Training Neural ODEs Using Fully Discretized Simultaneous Optimization
Mariia Shapovalova, Calvin Tsay
TL;DR
This work tackles the high computational cost of training Neural ODEs by using a collocation-based, fully discretized simultaneous optimization approach. By formulating the training as a single nonlinear program with collocation constraints and solving for both collocation states and neural network parameters with IPOPT (via Pyomo), the method achieves rapid convergence. The authors further extend the framework with ADMM to enable batching across data, and demonstrate improved performance on the Van der Pol oscillator compared with traditional sequential training pipelines. The results indicate the approach can yield faster, more data-efficient training and support scalable multi-batch training with potential for compact model representations.
Abstract
Neural Ordinary Differential Equations (Neural ODEs) represent continuous-time dynamics with neural networks, offering advancements for modeling and control tasks.
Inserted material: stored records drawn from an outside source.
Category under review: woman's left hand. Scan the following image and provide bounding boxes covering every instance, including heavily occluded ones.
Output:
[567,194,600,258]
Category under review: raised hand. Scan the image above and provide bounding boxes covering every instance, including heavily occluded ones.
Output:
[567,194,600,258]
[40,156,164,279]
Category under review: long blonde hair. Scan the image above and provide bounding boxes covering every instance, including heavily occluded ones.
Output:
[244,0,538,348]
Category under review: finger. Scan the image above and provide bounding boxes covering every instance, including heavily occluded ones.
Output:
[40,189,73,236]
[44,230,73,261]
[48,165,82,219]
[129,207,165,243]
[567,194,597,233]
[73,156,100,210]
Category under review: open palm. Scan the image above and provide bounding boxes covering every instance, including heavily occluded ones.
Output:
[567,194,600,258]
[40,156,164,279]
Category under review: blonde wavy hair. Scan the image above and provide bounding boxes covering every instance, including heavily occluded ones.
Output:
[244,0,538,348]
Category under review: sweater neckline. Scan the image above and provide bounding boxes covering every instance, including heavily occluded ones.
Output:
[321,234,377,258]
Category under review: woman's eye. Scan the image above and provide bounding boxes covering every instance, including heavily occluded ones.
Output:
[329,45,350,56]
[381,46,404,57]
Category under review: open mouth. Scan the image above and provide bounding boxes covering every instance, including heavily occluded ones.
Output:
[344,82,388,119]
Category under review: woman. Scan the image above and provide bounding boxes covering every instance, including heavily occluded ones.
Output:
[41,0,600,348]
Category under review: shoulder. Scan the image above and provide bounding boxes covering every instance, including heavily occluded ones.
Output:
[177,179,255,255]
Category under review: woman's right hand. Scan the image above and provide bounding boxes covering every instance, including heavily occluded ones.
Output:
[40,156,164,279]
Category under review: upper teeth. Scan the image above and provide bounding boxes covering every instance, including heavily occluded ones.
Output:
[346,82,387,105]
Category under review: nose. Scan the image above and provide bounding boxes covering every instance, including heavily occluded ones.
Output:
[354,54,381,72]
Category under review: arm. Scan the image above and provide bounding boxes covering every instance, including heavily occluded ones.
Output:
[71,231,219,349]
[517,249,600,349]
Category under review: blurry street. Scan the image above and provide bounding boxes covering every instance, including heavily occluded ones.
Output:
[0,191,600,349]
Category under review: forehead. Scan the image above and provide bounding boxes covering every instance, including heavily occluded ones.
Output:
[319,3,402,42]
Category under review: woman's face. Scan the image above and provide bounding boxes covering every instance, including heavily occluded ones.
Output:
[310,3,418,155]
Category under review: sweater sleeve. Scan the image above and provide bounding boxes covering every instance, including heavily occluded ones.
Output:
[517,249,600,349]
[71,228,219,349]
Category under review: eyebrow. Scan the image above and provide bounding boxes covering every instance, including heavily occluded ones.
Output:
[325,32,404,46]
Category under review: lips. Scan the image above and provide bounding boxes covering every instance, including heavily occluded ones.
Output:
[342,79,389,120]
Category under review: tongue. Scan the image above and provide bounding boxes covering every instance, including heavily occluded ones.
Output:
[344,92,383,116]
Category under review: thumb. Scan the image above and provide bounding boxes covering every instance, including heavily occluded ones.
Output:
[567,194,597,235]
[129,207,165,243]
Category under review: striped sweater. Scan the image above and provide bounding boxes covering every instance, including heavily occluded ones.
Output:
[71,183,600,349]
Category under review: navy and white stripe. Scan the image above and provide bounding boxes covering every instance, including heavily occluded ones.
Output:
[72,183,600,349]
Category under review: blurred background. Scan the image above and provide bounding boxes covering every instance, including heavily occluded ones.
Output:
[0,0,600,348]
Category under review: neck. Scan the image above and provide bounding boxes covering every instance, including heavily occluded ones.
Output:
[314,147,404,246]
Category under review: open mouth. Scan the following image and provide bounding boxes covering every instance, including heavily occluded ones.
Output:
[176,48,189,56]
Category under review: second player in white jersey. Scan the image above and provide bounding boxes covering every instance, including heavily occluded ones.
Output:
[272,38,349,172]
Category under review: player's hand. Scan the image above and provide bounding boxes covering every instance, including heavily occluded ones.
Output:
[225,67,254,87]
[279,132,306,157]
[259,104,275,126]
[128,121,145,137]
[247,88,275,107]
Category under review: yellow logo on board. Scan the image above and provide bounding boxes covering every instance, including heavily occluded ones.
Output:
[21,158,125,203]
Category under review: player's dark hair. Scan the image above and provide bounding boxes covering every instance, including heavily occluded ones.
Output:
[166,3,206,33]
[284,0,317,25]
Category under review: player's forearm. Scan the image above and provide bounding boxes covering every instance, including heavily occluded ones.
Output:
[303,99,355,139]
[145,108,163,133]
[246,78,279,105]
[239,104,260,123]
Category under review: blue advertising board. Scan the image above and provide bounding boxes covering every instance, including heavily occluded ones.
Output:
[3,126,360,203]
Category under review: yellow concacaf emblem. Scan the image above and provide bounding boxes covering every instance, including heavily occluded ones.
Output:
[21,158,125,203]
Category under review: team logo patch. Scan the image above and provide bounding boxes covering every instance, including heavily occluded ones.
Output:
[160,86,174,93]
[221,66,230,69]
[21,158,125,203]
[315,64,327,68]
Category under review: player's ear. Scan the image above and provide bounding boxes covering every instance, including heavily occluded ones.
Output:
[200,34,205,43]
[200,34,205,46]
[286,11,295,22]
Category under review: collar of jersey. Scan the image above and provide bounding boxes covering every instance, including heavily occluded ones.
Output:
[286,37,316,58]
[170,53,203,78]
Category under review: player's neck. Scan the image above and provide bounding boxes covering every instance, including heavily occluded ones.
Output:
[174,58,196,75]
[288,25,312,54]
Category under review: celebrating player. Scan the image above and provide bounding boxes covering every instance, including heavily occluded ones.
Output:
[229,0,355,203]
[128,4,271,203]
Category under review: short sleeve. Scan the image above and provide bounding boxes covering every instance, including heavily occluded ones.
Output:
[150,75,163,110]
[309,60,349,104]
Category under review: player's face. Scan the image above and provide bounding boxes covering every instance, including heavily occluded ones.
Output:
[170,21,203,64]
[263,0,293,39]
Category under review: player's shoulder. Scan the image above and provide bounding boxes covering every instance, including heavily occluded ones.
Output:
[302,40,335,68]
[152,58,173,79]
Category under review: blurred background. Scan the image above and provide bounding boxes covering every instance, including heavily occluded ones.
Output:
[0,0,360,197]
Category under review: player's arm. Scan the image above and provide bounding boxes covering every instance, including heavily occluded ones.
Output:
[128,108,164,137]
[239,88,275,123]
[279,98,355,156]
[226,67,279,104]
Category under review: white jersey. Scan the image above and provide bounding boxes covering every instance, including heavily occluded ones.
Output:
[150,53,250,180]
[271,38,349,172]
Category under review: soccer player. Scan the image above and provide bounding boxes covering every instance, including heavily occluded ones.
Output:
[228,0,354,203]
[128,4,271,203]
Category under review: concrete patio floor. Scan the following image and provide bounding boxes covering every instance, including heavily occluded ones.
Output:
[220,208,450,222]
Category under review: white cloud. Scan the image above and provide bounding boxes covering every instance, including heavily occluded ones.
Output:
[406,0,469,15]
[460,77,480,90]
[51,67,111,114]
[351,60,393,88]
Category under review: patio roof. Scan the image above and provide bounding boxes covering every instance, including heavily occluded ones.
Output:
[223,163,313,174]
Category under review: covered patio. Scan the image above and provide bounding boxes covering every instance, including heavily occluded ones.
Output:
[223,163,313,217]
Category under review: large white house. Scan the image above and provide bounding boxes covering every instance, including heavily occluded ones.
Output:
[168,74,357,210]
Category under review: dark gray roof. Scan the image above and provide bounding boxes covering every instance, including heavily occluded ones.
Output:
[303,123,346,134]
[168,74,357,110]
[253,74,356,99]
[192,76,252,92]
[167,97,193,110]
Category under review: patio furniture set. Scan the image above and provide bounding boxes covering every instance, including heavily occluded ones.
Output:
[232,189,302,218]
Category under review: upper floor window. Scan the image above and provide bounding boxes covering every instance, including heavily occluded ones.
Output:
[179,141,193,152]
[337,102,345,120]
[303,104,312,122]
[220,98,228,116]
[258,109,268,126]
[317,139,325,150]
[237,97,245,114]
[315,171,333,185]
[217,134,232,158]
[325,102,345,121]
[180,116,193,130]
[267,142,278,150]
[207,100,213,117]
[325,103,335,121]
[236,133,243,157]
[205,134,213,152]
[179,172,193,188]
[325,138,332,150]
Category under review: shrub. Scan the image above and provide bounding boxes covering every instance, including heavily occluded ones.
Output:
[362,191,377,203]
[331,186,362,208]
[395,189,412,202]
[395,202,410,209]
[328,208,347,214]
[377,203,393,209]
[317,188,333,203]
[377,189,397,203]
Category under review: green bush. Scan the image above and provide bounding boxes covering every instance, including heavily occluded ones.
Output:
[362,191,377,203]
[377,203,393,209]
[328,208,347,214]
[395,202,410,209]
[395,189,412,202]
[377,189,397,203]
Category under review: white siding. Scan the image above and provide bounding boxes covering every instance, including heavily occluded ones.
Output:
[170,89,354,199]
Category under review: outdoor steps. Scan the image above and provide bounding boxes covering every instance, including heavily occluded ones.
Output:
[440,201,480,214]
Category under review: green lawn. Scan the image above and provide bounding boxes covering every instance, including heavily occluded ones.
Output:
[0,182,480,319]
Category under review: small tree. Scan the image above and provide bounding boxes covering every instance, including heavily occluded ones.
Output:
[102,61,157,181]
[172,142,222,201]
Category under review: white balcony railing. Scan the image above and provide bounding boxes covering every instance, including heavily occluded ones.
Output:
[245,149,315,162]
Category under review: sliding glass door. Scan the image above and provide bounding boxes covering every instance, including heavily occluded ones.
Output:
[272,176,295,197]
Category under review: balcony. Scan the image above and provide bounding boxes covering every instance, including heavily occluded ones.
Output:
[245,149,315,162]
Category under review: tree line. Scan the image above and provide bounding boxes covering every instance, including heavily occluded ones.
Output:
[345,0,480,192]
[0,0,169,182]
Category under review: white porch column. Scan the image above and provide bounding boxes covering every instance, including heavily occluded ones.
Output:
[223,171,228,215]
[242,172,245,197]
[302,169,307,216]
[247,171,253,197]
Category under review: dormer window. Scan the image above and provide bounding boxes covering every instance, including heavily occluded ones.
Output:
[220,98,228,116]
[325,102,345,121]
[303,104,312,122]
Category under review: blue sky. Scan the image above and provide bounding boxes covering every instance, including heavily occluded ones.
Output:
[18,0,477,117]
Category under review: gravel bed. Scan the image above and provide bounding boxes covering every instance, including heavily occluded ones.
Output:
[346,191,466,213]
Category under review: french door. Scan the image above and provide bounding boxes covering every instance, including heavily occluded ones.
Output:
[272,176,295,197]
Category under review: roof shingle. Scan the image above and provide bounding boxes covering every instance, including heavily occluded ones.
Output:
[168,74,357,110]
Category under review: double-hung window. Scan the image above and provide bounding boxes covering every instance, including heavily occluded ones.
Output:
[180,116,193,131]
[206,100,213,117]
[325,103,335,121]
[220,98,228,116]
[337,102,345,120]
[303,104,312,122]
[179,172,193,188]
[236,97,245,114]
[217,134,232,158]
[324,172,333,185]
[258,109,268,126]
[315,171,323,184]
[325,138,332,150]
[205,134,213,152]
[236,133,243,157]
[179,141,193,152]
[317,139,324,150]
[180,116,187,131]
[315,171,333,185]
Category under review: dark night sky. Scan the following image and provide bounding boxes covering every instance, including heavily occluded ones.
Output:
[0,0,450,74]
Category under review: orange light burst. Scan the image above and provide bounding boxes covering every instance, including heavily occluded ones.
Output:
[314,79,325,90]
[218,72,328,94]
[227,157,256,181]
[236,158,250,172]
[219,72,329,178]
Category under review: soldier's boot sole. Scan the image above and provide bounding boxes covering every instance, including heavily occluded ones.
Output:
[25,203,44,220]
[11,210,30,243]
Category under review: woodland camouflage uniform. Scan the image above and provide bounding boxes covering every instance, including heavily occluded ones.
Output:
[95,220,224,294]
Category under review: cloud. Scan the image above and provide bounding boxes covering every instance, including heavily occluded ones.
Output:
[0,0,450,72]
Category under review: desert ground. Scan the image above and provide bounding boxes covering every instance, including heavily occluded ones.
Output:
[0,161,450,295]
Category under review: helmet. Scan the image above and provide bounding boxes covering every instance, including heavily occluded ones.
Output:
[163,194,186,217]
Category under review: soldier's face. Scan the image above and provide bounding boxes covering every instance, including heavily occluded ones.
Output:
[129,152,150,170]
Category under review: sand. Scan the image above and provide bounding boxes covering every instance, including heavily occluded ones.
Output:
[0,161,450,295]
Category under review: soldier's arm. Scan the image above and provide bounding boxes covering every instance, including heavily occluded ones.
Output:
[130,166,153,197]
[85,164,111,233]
However, training Neural ODEs requires solving differential equations at each epoch, leading to high computational costs. This work investigates simultaneous optimization methods as a faster training alternative. In particular, we employ a collocation-based, fully discretized formulation and use IPOPT--a solver for large-scale nonlinear optimization--to simultaneously optimize collocation coefficients and neural network parameters. Using the Van der Pol Oscillator as a case study, we demonstrate faster convergence compared to traditional training methods. Furthermore, we introduce a decomposition framework utilizing Alternating Direction Method of Multipliers (ADMM) to effectively coordinate sub-models among data batches. Our results show significant potential for (collocation-based) simultaneous Neural ODE training pipelines.